If these domes are disrupted by instruments, blood may float off the surface, potentially creating a biohazard. As surgery is a fine-motor task, vestibular disruption (previously discussed) may make performing even simple surgical tasks incredibly difficult and time-consuming. Inclusion of a surgical robot may address onboard surgical needs. Surgical robots have become widely used in certain surgical subspecialties, particularly urology. They utilize arm-like actuators that actually have a greater range of motion and are not susceptible to fatigue compared to the human hand. Commonly they are situated a short distance from the patient, with the operating surgeon controlling it in real time using “video game–like” controllers. The distance between the surgeon and robot can potentially be expanded, and robotic surgery has been conducted underwater and even across the Atlantic Ocean. Though this would effectively permit a surgeon on Earth to perform surgery in space, as distance between the surgeon and robot increases, the time taken for radio signals to travel in between operator and robot also increase.

For example, Mars is several million miles from earth. Radio signals can take more than 20 minutes to travel from Earth to Mars. Obviously, if a patient were critically ill or actively bleeding, this time delay renders the technology impractical. As of present, it seems like a medically trained crew member is essential personnel. Recently, fully autonomous robotic surgery in an animal was demonstrated for the first time. If this technology is developed into a feasible solution for human surgery, an autonomous surgical robot could address the issue of needing an onboard surgeon and also allow independence from Earth-based surgical solutions.

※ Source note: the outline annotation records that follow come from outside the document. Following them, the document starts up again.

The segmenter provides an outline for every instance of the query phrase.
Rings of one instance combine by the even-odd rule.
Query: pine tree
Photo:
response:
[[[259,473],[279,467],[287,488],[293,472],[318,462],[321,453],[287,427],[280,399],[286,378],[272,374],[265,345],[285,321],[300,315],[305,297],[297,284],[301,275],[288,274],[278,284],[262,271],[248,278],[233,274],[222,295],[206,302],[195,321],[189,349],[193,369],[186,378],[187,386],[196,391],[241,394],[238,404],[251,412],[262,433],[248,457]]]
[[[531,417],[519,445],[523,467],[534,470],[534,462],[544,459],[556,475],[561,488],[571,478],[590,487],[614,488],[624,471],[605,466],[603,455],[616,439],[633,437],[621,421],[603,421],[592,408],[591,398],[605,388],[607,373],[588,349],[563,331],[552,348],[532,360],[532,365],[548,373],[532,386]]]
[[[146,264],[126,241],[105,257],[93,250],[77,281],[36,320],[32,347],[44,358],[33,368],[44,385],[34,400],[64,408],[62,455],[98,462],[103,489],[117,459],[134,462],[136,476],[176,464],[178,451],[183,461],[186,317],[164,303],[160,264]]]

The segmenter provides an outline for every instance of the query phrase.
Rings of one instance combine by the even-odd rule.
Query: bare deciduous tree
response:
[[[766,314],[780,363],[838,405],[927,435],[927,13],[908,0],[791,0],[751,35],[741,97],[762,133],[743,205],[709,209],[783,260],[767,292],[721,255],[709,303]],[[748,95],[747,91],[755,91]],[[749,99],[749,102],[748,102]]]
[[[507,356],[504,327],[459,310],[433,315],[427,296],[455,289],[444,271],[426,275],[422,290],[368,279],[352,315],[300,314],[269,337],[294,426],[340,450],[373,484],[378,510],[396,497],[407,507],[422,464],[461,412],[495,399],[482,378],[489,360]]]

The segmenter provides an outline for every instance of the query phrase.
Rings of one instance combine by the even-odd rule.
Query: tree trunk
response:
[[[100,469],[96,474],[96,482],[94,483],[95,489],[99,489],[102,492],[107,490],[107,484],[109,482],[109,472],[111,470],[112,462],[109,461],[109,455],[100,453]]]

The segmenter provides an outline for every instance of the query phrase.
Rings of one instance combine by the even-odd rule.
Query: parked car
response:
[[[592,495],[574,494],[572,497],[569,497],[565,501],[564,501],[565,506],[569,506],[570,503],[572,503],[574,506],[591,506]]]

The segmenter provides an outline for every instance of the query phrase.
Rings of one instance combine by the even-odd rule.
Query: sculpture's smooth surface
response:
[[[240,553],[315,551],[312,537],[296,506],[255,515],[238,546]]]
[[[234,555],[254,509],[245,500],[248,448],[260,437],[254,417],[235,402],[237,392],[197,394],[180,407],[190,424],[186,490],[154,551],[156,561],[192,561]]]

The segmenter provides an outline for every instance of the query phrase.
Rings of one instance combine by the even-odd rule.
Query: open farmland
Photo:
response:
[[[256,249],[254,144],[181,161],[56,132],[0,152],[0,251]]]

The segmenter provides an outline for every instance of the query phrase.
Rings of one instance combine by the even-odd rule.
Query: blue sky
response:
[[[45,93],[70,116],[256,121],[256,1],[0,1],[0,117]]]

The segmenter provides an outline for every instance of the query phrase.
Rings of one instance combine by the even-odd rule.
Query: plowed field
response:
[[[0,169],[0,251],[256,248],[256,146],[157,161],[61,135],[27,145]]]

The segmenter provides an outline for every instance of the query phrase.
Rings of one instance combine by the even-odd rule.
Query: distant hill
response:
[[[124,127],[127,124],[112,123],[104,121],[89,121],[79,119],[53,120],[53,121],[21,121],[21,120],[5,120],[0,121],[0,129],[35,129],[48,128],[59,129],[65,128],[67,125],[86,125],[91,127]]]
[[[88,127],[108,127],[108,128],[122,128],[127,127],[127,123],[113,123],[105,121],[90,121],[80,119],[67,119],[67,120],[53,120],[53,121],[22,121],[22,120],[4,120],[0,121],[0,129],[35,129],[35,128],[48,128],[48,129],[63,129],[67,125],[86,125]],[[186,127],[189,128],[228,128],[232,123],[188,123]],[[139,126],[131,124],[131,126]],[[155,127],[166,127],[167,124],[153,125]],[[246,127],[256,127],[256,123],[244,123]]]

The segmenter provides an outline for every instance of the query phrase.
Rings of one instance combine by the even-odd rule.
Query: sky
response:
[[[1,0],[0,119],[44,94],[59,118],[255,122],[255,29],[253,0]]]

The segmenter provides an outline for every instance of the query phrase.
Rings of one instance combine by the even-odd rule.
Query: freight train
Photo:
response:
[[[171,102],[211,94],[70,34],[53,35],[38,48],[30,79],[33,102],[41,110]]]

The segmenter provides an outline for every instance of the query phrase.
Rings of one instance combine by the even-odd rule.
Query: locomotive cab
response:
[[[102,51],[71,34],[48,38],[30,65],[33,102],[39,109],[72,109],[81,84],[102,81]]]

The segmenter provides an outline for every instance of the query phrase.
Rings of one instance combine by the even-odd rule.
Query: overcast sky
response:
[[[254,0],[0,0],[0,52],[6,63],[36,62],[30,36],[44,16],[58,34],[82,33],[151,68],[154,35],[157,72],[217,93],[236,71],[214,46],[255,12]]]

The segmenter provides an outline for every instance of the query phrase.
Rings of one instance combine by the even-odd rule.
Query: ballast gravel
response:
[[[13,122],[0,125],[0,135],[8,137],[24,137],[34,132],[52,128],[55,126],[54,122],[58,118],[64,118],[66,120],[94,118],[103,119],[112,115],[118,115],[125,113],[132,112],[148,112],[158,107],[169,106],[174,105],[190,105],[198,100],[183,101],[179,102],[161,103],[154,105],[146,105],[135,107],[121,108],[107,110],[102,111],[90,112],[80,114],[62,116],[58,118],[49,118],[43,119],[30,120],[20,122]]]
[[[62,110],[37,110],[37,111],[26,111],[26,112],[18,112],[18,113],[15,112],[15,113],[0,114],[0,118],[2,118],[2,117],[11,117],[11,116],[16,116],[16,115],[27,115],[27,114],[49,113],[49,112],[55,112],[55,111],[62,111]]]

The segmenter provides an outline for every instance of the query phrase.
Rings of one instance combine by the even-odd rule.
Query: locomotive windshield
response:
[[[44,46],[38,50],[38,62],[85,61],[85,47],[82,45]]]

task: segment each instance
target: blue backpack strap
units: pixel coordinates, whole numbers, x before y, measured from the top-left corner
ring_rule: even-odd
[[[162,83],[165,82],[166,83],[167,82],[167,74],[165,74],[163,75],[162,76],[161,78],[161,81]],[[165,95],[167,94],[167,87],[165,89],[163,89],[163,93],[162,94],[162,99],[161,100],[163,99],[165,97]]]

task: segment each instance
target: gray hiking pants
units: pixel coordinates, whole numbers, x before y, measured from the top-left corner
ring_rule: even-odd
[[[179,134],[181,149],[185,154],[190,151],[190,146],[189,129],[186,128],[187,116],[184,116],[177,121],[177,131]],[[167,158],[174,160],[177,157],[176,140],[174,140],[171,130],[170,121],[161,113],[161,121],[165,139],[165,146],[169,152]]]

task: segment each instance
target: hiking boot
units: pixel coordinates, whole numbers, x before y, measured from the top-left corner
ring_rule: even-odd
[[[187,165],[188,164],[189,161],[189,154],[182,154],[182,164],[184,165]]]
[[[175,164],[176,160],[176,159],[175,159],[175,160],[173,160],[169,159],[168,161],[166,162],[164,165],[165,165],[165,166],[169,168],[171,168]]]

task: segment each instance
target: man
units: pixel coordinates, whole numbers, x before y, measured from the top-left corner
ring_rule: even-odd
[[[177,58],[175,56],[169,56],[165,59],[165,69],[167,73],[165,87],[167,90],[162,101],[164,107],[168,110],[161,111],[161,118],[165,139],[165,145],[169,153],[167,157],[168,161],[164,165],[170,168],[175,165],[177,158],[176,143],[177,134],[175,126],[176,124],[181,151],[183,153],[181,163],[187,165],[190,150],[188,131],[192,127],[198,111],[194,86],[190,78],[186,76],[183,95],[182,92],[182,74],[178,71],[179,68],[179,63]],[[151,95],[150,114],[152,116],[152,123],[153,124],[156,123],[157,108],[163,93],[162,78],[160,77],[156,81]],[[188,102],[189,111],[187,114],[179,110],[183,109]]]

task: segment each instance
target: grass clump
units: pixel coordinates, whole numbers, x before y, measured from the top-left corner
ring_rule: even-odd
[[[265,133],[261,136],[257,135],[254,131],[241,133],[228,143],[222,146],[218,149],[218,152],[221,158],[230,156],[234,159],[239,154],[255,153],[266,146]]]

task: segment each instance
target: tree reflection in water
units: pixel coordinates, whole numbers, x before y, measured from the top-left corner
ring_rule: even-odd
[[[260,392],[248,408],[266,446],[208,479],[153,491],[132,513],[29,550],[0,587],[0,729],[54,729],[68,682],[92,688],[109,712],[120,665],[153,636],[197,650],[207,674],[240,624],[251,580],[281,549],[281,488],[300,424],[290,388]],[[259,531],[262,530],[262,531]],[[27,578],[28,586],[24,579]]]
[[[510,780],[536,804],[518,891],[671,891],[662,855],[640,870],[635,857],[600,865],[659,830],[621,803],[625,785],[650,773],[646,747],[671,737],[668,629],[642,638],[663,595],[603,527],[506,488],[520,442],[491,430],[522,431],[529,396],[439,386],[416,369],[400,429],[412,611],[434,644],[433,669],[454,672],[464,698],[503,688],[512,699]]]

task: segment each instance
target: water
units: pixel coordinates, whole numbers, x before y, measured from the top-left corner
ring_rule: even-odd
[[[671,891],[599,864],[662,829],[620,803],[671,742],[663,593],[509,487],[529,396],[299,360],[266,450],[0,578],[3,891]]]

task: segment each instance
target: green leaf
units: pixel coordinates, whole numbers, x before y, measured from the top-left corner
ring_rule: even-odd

The extraterrestrial environment subjects humans to numerous adverse physical forces, each of which can produce multiple effects throughout the body. The body of evidence available in the literature largely pertains to individual forces (e.g., microgravity) acting upon individual systems (e.g., the cardiovascular system). The cumulative effects on the whole body are harder to predict. For example, when considering the danger of space radiation, predictive models of mortality risk secondary to cancer have been devised. NASA places the overall cumulative risk of cancer mortality for Mars mission participants at less than 10 percent; however others have predicted it to be as high as 50 percent. Due to the large number of variables incorporated into modelling space radiation risk, calculations may become large and unwieldy.

Machine learning (ML), a branch of artificial intelligence, has been proposed to tackle these problems. ML is ideally suited to very large, complex data sets that are difficult or even impossible for humans to interpret using traditional statistical methods. ML techniques are already being applied to large health care databases to delineate novel relationships between variables or for clinical prediction. ML may present a viable approach to link the systemically disparate arms of research into spaceflight physiology and pathology, and to predict how superimposed pathology may affect an already altered body.

It is obvious that long-term exposure to extraterrestrial conditions, even without any “pathology,” can significantly alter body physiology. It is unknown how pathology may occur or present in space, though we can make predictions based upon our existing knowledge and the known body changes occurring in space. Planners must consider these issues if long-distance space travel or colonization is to be realized. Though the concept of “space medicine” or “space surgery” may seem esoteric to the average person, this article has attempted to “demystify” fundamental concepts and research into theories that most with basic scientific knowledge should understand.